The Model

Alpha state disclaimer

The model defined below is in early development cycle and is subject to (potentially breaking) change.

Any (collection of) software that fulfils the requirements and expectations of the model defined in this document is considered a datastore.

The difficulty in defining a model is to find the balance between generality and specificity:

  • The model should be general so it does not impose restrictions on the datastores that want to be supported (or on us to support datastores).
  • The model also should be specific enough so that it can be reliably operated on.

This aims of the model are:

  • Determine which software can be modelled and how.
  • Implement agents that sit between the datastore and the central system.
  • Detail what information is available and what actions can be performed by the agents.
  • Support additional features built on top of this standardised layer.

Administration

The datastore MUST provide the following administration information:

  • A cluster ID shared by all nodes.
  • A cluster-unique name for the node.
  • Version information.

The datastore MAY provide the following administration information:

  • An operator friendly display name for the cluster.

Clustering

The datastore MUST support clustering by running a process on one or more (virtual or physical) machine. Each process in the cluster is a node.

Note that there is no requirement for the process be the same everywhere in the cluster (same applies to how nodes are configured). This allows the cluster to have heterogeneous components as long as they all follow the model.

Sharding

The datastore MUST organize the data in one or more shard. Shards are independent units of data, each with their own primary and secondaries nodes.

All datastores have at least one shard.
For datastores that do not support sharding, the entire dataset can be seen as a single shard.

For each shard in the cluster the datastore MUST provide the following information:

  • A shard ID.

Each node in the cluster SHOULD provide the following information for each:

  • An indicator of when the last write operation happened (commit offset):
    • A commit offset unit (i.e, seconds, commits, …).
    • A commit offset value (as a 64-bits integer).

Replication

The datastore MUST support a primary/secondaries replication system. This means that each shard at any given time has at most one primary node with zero or more secondary nodes that replicate the data.

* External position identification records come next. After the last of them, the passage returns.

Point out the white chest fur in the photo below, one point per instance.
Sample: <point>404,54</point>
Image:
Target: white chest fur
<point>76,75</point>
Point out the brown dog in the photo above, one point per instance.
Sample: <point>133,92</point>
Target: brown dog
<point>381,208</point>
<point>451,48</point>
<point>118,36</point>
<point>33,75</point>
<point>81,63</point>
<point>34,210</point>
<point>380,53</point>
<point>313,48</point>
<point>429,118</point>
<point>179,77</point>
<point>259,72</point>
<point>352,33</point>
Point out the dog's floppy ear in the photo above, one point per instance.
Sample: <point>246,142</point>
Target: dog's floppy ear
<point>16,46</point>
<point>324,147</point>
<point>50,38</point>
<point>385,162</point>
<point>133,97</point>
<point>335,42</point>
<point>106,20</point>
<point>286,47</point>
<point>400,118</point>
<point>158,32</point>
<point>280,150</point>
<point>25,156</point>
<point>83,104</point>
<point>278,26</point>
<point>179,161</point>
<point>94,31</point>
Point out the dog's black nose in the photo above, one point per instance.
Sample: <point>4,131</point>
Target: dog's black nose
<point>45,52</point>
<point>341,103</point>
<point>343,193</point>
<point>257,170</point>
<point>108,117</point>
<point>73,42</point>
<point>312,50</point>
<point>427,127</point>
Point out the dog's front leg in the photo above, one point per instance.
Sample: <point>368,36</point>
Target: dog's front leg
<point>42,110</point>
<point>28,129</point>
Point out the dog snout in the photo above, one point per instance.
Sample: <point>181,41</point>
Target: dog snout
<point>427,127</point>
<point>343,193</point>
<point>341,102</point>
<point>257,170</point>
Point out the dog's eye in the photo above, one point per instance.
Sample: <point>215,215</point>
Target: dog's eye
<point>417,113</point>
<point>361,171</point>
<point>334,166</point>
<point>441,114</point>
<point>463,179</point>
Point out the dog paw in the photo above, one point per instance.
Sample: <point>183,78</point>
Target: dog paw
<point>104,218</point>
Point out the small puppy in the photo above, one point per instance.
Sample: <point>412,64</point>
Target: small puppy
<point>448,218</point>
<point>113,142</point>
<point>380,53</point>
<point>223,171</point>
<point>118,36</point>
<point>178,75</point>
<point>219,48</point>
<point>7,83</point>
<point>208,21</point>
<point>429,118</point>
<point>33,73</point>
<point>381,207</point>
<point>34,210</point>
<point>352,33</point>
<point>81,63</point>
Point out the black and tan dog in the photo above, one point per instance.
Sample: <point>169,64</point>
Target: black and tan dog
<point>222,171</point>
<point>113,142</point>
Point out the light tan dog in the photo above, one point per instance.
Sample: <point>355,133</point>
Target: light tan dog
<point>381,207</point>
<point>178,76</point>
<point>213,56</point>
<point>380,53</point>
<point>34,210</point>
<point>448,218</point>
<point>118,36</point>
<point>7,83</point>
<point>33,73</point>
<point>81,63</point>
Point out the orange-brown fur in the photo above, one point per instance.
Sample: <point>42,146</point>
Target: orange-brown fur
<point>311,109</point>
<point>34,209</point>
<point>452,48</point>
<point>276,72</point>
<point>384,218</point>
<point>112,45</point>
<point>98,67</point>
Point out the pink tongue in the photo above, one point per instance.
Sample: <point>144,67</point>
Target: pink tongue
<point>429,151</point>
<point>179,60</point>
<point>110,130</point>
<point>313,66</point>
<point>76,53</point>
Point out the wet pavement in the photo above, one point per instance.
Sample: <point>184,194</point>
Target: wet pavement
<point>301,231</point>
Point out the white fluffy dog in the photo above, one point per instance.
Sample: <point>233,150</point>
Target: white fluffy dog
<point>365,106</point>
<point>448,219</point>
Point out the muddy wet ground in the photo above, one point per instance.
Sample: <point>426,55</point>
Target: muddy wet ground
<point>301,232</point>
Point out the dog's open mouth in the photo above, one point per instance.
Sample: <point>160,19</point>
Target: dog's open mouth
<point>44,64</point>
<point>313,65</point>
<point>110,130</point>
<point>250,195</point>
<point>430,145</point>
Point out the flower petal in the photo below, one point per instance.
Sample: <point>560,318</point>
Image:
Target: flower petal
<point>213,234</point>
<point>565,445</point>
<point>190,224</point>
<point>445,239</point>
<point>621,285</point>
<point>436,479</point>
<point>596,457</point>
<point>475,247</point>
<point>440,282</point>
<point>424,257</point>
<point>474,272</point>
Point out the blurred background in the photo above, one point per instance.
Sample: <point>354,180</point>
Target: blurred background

Each node in the cluster MUST provide the following information:

  • Which shards are on the node.
  • For each shard, what the role on the node is (primary, secondary, other).

Some details about replication require the cluster to be healthy enough to report such data. Such details may also be expensive to compute or, worse, require connections to non-local nodes.

This information should be provided whenever possible as long as:

  • Computing the information only requires local information (i.e, it does not require connections to other nodes).
  • The information can be computed relatively efficiently.

Each node in the cluster SHOULD provide the following information:

  • For each non-primary shard, a replication lag:
    • The replication lag unit (i.e, seconds, commits, etc …).
    • The replication lag value.
    • It is NOT required for the unit to be the same as the commit offset but it is encouraged.